No, silence was definitely a thing to enjoy, and this was the closest he was likely to get. The only sound was the roar of the wind outside as the Fury of Gallicus descended into the atmosphere of Orath. Muted by the thick plasteel and ceramite plates of the gunship’s armour, it sounded like the breeze on a summer day on Iax. Appropriate, he considered. The planet below, according to the reports, was similar to the Garden of Ultramar, verdant and devoted to producing food for other worlds in Ultima Segmentum.
And it was protected by the Ultramarines. That was an important similarity. Aeroth glanced around at the other occupants of the Stormraven. Three members of his squad stood, as did he
, arms raised, the outsized fists of their Centurion warsuits gripping thick bars bolted onto the ceiling of the cramped cabin.
The fifth and final Space Marine was clad only in a suit of particularly fine power armour. It was of ancient design, its deadly functionality augmented by baroque ornamentation. It was as black as the void, each plate engraved with passages from the Codex Astartes, the closest thing to a holy tome that the sons of Roboute Guilliman had. Where a battle-brother of the line companies might wear an aquila on his chest and battle-honours on his knee-pads and greaves, the black-armoured warrior had skulls. Each was tiny, carved from bone and engraved with a name.
There were sixty-seven such skulls on Chaplain Manet Sentina’s armour.
The Chaplain looked up and met Aeroth’s gaze. Sentina’s helmet was mag-locked to his thigh, the gleaming white skull of the faceplate staring at the floor. His skin was dark and his shaven head reflected what little light emanated from the lumen-strips running along the compartment’s ceiling. His eyes were set deep into a broad face, and they betrayed nothing of Sentina’s thoughts or mood.
‘Seventeen minutes to Fort Garm.’
Techmarine Isachaar’s voice cut through the silence, blaring from the vox-caster set into the corner of the cabin.

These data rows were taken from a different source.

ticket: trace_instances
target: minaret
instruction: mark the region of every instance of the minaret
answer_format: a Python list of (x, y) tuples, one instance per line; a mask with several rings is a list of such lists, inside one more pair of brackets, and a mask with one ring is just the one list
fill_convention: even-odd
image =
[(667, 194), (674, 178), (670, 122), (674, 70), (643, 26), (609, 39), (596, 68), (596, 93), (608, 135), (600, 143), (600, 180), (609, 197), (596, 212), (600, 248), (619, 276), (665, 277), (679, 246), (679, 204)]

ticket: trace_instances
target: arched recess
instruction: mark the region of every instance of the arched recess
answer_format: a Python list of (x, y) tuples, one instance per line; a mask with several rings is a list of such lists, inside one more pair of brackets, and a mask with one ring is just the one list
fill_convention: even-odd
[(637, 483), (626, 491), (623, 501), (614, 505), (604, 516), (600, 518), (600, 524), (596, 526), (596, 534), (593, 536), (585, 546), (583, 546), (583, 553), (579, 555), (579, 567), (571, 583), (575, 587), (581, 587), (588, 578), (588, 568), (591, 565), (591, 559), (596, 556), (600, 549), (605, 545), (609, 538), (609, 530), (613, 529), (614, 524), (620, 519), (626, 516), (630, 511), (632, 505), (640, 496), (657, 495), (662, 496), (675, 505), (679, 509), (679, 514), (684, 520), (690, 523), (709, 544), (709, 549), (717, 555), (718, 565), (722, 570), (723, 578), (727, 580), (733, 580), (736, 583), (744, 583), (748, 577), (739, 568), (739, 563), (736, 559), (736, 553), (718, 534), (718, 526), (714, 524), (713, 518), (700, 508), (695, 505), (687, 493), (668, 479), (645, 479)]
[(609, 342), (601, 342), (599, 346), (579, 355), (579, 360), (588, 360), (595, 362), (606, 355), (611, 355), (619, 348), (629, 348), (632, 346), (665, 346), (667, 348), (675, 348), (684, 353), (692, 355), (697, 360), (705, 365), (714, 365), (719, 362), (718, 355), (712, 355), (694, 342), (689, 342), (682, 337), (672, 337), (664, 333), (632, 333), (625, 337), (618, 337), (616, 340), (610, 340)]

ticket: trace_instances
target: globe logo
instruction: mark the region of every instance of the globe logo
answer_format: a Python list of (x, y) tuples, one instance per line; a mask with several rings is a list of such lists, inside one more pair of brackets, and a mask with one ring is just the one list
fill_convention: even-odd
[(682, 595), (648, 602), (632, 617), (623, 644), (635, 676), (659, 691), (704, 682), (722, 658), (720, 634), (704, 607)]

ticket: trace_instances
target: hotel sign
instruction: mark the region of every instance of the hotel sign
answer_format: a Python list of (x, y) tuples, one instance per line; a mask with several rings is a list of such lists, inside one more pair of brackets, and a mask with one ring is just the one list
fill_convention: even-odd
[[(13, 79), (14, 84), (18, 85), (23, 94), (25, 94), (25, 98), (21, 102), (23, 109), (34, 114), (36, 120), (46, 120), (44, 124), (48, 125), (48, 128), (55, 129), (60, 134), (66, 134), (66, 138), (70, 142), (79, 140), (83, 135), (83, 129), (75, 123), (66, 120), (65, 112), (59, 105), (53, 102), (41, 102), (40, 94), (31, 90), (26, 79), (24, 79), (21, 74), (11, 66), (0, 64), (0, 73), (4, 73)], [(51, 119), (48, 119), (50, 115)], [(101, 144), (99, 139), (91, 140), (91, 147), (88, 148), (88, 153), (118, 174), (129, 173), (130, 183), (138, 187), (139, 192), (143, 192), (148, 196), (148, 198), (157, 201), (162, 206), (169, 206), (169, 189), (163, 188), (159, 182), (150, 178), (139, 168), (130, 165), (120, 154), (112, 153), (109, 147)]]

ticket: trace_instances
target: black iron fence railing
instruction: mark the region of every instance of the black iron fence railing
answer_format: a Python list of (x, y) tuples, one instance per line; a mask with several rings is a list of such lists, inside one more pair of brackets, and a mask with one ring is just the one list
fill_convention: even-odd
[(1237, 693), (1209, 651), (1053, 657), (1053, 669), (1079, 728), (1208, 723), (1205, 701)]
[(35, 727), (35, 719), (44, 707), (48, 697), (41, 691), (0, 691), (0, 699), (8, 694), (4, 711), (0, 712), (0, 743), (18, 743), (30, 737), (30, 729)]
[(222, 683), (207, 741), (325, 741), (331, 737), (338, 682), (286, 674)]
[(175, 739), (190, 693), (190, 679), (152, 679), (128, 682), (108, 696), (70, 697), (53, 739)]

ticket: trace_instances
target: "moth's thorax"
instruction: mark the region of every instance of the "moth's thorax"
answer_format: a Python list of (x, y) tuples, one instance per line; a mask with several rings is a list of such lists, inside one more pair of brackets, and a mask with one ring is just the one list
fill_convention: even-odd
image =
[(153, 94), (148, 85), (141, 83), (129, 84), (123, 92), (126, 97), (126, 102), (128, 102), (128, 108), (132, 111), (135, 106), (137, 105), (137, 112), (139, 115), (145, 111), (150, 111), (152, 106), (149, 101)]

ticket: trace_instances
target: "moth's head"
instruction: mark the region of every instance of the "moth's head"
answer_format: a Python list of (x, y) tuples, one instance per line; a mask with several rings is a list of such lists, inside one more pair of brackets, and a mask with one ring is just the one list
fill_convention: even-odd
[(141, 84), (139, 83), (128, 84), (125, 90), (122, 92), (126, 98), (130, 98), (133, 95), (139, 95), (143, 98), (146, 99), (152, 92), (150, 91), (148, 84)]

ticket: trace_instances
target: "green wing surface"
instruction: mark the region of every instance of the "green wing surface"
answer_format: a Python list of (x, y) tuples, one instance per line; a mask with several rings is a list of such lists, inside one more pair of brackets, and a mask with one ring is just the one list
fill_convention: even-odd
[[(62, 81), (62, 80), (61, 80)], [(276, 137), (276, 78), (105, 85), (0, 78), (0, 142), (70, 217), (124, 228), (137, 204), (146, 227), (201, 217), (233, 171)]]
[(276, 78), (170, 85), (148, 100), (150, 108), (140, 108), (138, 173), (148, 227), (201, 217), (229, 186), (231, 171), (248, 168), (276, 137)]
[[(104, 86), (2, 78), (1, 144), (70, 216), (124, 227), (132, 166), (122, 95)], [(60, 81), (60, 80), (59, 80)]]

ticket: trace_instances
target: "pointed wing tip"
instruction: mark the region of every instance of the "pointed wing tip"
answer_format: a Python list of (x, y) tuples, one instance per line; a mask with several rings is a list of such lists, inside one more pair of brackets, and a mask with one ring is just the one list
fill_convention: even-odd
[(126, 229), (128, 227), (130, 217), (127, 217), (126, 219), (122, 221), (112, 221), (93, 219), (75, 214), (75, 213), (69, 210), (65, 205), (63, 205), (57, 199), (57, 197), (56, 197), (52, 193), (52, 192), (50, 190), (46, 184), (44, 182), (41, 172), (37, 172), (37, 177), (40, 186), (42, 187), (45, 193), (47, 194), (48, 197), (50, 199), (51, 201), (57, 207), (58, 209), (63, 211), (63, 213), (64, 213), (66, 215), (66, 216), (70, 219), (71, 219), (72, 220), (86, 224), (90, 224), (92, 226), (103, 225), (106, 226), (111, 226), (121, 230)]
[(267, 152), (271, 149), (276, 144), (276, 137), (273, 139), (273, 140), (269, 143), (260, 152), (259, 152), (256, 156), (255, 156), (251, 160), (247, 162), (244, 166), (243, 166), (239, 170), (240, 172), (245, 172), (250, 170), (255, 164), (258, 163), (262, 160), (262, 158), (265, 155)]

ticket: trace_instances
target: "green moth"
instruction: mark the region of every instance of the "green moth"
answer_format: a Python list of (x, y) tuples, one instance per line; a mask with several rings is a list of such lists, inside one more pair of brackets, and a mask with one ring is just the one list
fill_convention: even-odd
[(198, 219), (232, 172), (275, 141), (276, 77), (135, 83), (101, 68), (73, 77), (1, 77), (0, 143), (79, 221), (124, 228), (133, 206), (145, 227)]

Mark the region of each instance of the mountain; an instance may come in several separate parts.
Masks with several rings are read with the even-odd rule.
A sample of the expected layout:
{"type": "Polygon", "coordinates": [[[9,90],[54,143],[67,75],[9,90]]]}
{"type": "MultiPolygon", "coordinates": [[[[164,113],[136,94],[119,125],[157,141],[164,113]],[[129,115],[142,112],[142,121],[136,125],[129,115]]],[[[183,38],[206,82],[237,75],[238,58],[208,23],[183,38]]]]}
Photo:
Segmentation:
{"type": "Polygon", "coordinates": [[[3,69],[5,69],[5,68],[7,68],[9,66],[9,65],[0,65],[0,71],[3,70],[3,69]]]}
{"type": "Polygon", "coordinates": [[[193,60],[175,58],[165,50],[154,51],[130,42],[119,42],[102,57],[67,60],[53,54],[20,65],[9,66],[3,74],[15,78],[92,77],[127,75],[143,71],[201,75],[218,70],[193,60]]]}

‘Acknowledged,’ said Aeroth. ‘How do conditions look on the ground?’
There was a pause before Isachaar’s emotionless burr, replete with mechanical undertones, answered.
‘No response from the fort. The main force on the northern continent reports infernal mists. Evidence of blight in the farmlands. Estimated millions dead. Unconfirmed sightings of civilians attacking one another.’
‘Attacking one another?’ cut in Brother Oenomaus. ‘What madness could make them do such a thing?’
‘Many things can turn brother on brother, young one,’ replied Lentulus. ‘Even within brotherhoods such as ours, civil war is not unknown. For undisciplined humans, anything is possible.’